Richard Born and Ira Drukier, the Queens-raised billionaire partners that own Manhattan boutique hotels including the Bowery and the Ludlow, are planning a 250-room Pod hotel in Williamsburg. Rooms will cost about $150 a night.
Born said the sudden crush of hotels in Brooklyn is “crazy” and “a bit scary.”
“So why am I doing it? Because we offer the equivalent of a midscale brand and are a good alternative for somebody who wants to stay in Brooklyn and save money but doesn’t want to be staying in a Hilton Garden Inn,” he said.
Broader Growth
IHG, which also owns the Holiday Inn brand, is counting on Brooklyn’s broader growth and easy access to Manhattan for the success of the company’s two hotels in the borough, Joel Eisemann, chief development officer for the Americas, said in an e-mailed statement. Gregory Atkins, director of project management at Second Development, said the Autograph Collection tower is unique because it’s the only full-service luxury project he knew of in the downtown Brooklyn area.
For now, a lack of offices relative to Manhattan may undercut Brooklyn’s ability to come into its own as a hotel market, said Baird’s Loeb. Business travel helps room bookings on weekdays, when leisure visits tend to decline.
“Brooklyn has a lot going on, but if it wants to be more than a market where people stay when they can’t stay in Manhattan, it needs things that bring people to Brooklyn five, or better still, seven nights a week, and businesses, typically in office buildings, do that,” he said.
Not Buying
Hersha Hospitality Trust, which owns 17 properties in New York, including the NU Hotel near downtown Brooklyn, isn’t looking for more new properties in the borough because of the slew of construction and the lack of diversified demand, according to Neil Shah, president of the Harrisburg, Pennsylvania-based real estate investment trust.
“It’s a very compelling place, but it’s concerning how much new supply is talked about,” said Shah, who expressed skepticism that some of the projects will even be built.

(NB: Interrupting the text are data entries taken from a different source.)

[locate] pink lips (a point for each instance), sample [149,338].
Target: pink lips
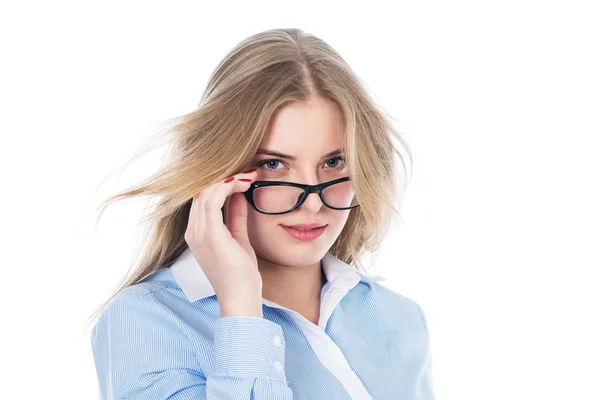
[310,234]
[305,226]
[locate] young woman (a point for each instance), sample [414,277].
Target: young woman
[250,286]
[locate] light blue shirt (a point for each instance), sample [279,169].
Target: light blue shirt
[163,338]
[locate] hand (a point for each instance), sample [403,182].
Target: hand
[223,250]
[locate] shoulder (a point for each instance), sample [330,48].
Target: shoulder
[399,308]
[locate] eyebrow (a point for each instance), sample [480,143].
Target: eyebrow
[288,157]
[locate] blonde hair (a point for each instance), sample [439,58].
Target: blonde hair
[220,138]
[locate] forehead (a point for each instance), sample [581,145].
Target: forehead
[305,129]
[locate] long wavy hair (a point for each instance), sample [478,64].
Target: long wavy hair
[221,136]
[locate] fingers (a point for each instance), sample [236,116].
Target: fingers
[205,223]
[214,218]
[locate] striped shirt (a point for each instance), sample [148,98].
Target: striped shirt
[163,338]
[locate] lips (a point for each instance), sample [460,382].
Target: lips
[305,227]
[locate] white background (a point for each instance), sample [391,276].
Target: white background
[499,102]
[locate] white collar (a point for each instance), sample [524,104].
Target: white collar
[195,285]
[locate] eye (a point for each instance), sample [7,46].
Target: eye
[272,160]
[335,158]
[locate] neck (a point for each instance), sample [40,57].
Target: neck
[297,288]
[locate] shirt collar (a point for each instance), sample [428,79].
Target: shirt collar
[195,285]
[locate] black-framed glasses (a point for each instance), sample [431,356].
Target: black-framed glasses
[276,197]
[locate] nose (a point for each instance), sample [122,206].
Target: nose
[312,203]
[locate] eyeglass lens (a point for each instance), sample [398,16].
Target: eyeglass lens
[283,198]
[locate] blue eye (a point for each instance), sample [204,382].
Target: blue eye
[275,160]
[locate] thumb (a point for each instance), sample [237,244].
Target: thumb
[237,217]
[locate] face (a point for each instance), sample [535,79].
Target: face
[309,132]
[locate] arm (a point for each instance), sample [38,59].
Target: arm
[141,351]
[424,386]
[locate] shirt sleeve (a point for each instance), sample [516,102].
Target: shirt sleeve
[141,351]
[424,386]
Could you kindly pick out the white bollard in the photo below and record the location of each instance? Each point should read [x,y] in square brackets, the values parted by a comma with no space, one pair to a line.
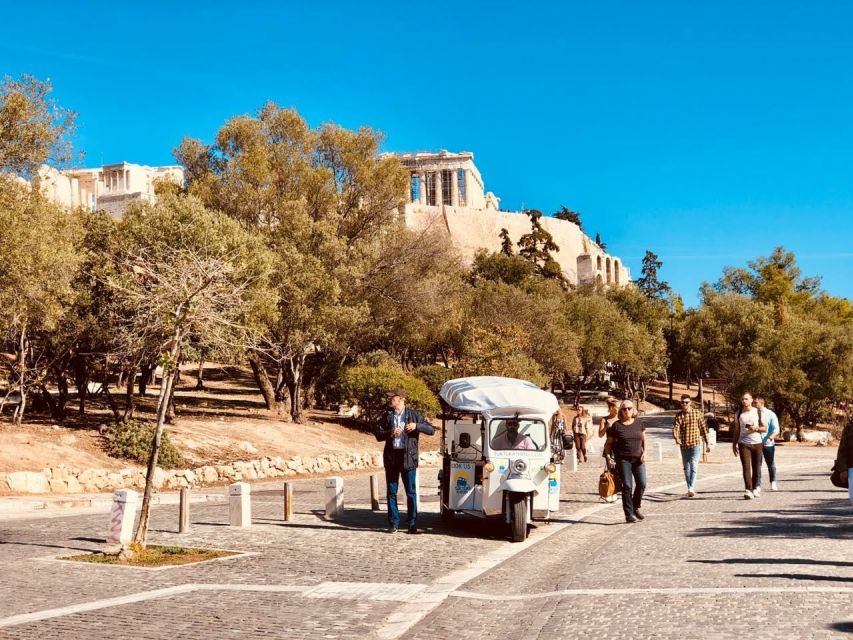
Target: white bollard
[122,516]
[334,497]
[240,504]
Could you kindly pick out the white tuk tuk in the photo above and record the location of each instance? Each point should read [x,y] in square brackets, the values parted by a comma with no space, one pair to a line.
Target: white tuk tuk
[498,458]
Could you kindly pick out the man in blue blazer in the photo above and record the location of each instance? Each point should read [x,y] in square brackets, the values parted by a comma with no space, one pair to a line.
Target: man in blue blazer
[400,431]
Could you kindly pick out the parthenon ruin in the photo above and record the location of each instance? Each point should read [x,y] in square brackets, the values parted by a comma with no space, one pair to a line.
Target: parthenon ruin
[446,193]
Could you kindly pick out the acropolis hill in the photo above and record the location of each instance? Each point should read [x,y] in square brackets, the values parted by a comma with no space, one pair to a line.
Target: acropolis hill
[447,194]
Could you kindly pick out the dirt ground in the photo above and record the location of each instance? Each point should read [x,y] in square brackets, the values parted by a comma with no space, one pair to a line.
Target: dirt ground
[225,422]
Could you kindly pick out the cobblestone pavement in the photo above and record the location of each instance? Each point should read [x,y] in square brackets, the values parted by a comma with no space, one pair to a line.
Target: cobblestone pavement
[715,566]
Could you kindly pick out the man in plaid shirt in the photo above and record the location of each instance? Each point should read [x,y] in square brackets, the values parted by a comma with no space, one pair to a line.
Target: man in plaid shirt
[690,432]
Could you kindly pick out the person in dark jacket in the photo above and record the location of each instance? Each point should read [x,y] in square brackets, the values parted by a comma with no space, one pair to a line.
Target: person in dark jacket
[400,431]
[844,457]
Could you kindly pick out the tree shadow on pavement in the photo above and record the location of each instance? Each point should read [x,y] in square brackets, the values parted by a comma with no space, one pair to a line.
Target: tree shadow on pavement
[826,563]
[820,519]
[795,576]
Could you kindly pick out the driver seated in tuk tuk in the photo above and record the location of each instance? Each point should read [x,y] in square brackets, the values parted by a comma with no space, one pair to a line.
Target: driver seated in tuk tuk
[509,438]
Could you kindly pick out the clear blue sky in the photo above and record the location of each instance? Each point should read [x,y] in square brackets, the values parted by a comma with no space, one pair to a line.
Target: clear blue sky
[707,132]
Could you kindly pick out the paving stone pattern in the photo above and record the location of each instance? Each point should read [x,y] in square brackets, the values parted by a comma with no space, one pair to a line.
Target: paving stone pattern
[797,537]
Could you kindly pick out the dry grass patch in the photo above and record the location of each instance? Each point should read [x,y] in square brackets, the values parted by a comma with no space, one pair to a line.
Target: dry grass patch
[153,556]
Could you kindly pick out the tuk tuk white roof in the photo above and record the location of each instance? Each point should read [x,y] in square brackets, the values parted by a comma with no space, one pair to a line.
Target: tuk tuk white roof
[491,394]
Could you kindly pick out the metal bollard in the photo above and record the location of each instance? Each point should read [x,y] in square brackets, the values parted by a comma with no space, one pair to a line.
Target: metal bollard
[374,492]
[288,501]
[239,504]
[334,497]
[184,511]
[122,516]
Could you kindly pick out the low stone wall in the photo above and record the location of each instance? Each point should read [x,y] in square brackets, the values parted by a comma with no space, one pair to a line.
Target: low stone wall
[62,479]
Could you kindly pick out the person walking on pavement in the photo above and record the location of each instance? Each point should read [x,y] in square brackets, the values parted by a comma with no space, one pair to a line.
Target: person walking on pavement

Airbnb Inc., the San Francisco-based site for people to list accommodations, can also cut into hotel demand for Brooklyn, where a large number of visitors are looking for a local experience at a bargain, Shah said.
A project’s success will depend on its location in the borough, said Justin Palmer, chief executive officer at New York-based Synapse Development Group. The company is planning a project in Williamsburg that will include condos, food-and-drink venues and a 112-room Yotel hotel.
“The Williamsburg market has become a neighborhood in its own right,” Palmer said. “If we were talking about a Yotel in Bushwick right now, I think the story would be much different. Location matters, in Brooklyn maybe even more so.”